Типовая трёхэтажная казарма имела два подъезда, и делилась на две зеркально отображённые половины – ровно посредине была стена и большая двухстворчатая дверь в ней, над которой на железном кронштейне висел здоровенный советский цветной телевизор – то ли “Радуга”, то ли “Изумруд”, сейчас уже и не упомнить. Хороший был телевизор, громкий, гудел как надо голосами ведущих “Международной панорамы” и программы “Время” (хотя и официоз, но иногда очень интересно было смотреть – страна просто на глазах менялась), а на выходных – приятная “Утренняя почта” с обаятельным и улыбчивым Юрием Николаевым, и (тадам! перестройка!) неожиданно “Ритмическая гимнастика”, где красивые девушки с великолепными фигурами демонстрировали жертвам принудительного полового воздержания стройные ноги и прочие соблазнительные части женского тела. По понятной причине на эту программу никого насильно сгонять не приходилось – все и так сбегались (это вам не “Служу Советскому Союзу”). Так вот, наша половина казармы – танковый батальон, а открываешь дверь – и вот тебе уже мотострелковый батальон. Эта дверь почти всегда была открыта, и мы шлялись в гости к мотострелкам, а они – к нам, все равно один полк, 47-й, кадрированный. В той половине служил старший сержант, осетин из Владикавказа, фамилию его я прекрасно помню, но умышленно изменю, потому-что наверняка живы его родственники (зачем бередить раны, если они прочтут это?). Как все кавказцы был он гордым, роста небольшого, но с густыми усами, и не мальчик, кстати – в армию попал в 25 или 26 лет с пятого курса медицинского института, видимо, была какая-то криминальная история, раньше так часто делали, спасаясь в армии от уголовки. Назову его Газзаев.
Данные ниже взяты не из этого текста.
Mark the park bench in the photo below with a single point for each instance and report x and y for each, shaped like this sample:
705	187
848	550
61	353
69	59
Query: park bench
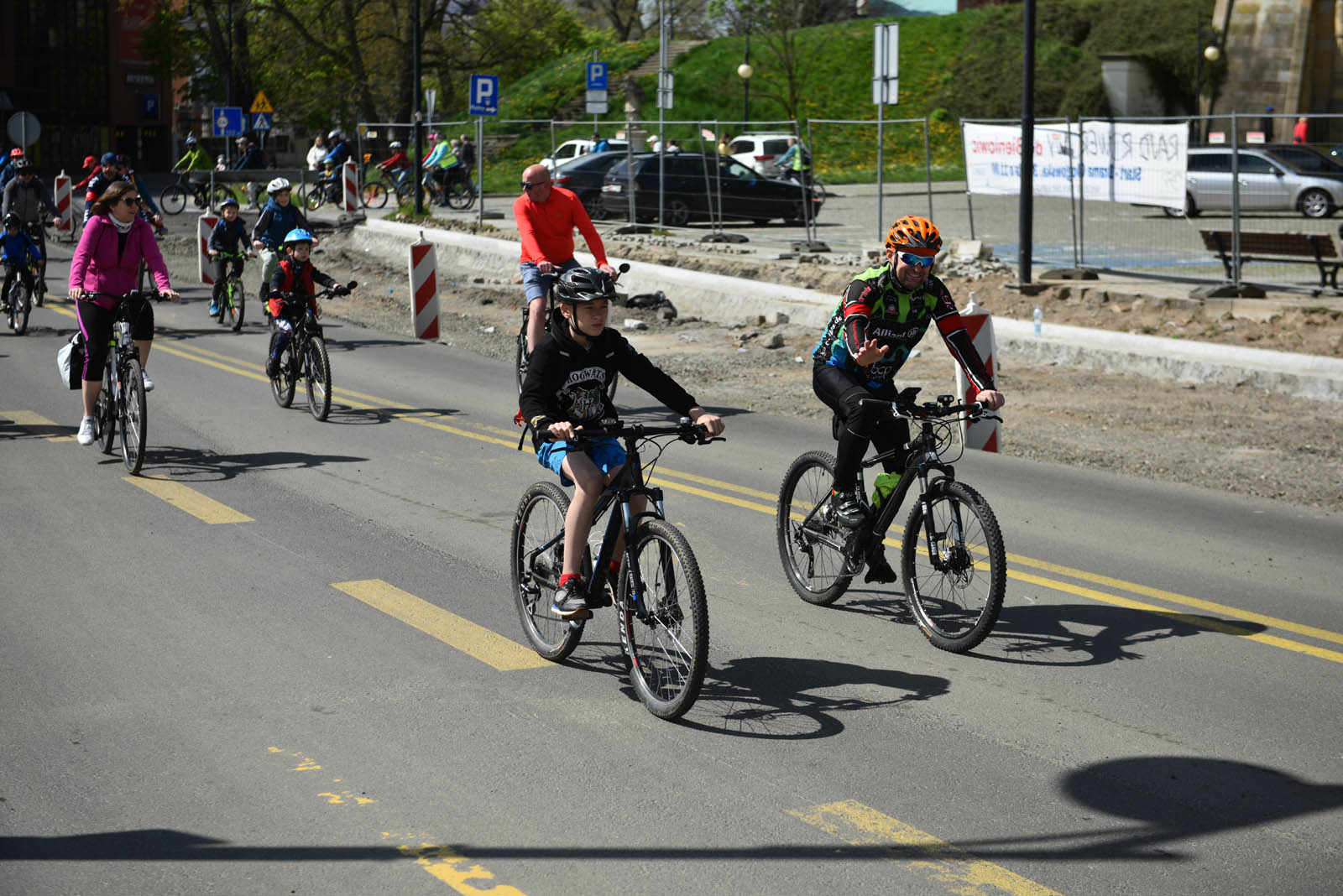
1279	247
Как раз накануне он вернулся из отпуска, до дембеля оставалось всего-ничего, и после отбоя меня пригласили в каптерку мотострелков с гитарой, посидеть-отметить его возвращение, любимого многими Розенбаума и армейские песни попеть. Посиделки вышли отменные, потому-что дежурный по батальону умотал в штаб, а Газзаев достал из гражданского пухлого чемодана бутылку чачи, и настал тот редкий момент, когда всем было хорошо. На столе появились хорошее копчёное мясо, инжир, орехи, сухофрукты. Я пел, потом текли неторопливые разговоры, обычно немногословный Газзаев, выпив и расслабившись, рассказывал о Кавказе, об обычаях, о том, какие у них гордые женщины, и не дай бог будучи в гостях ненароком сесть на постель незамужней девушки – это повлечёт за собой очень большие неприятности. Компания была разношёрстная – мой друг Шамиль, татарин по национальности из Узбекистана, грек Спартак из Крыма, кажется, карачаевец Мага (Магомед). СССР в миниатюре, в общем, хохлов (простите) украинцев только не хватало. Разошлись после двух ночи, я впервые за очень долгое время (да что там – впервые в армии!) употребил алкоголь, ноги были слегка ватные, а в голове почему-то очень ясно и прозрачно. Я тогда не знал что это – особенность именно чачи, которая сильно отличается эффектом воздействия от других крепких алкогольных напитков.

У дверей штаба. Слева Валера Меркулов из Красноярска, справа я.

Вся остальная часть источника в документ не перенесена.